Let \( X = {R} \times {R} \). Define a relation \( R \) on \( X \) as: \[ (a_1, b_1) \, R \, (a_2, b_2) \iff b_1 = b_2. \] Statement-I: \( R \) is an equivalence relation. Statement-II: For some \( (a, b) \in X \), the set \( S = \{(x, y) \in X : (x, y) R (a, b)\ \) represents a line parallel to \( y = x \).}

• A. Both Statement-I and Statement-II are false.
• B. Statement-I is true but Statement-II is false.
• C. Both Statement-I and Statement-II are true.
• D. Statement-I is false but Statement-II is true.

Hint:

To check if a relation is an equivalence relation, verify reflexivity, symmetry, and transitivity.

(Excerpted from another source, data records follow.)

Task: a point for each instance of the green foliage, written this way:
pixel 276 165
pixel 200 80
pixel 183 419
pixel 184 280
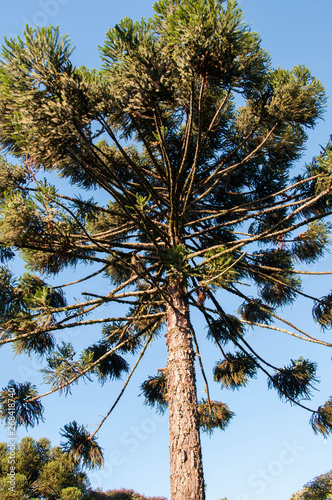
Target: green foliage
pixel 81 447
pixel 193 191
pixel 110 366
pixel 122 494
pixel 219 268
pixel 41 471
pixel 295 380
pixel 213 415
pixel 255 311
pixel 321 420
pixel 322 311
pixel 319 488
pixel 225 329
pixel 310 245
pixel 20 405
pixel 61 368
pixel 154 390
pixel 235 370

Also, when interpreting geometric shapes, note the difference between lines parallel to \( y = x \) and horizontal lines.

Answer 1

The Correct Option is B

We are given the relation \( R \) on \( X = {R} \times {R} \) defined by: \[ (a_1, b_1) \, R \, (a_2, b_2) \iff b_1 = b_2. \] Statement-I: \( R \) is an equivalence relation.
To verify if \( R \) is an equivalence relation, we check the following properties: - Reflexive: Since \( b_1 = b_1 \) for all \( (a, b) \), \( R \) is reflexive. - Symmetric: Since \( b_1 = b_2 \) implies \( b_2 = b_1 \), \( R \) is symmetric. - Transitive: Since \( b_1 = b_2 \) and \( b_2 = b_3 \), it follows that \( b_1 = b_3 \), so \( R \) is transitive. Thus, \( R \) is an equivalence relation, so Statement-I is true. Statement-II: For some \( (a, b) \in X \), the set \( S = \{(x, y) \in X : (x, y) R (a, b)\ \) represents a line parallel to \( y = x \).}
We are given that \( (x, y) R (a, b) \) implies \( b = y \). This describes a horizontal line at \( y = b \), not a line parallel to \( y = x \). Thus, Statement-II is false.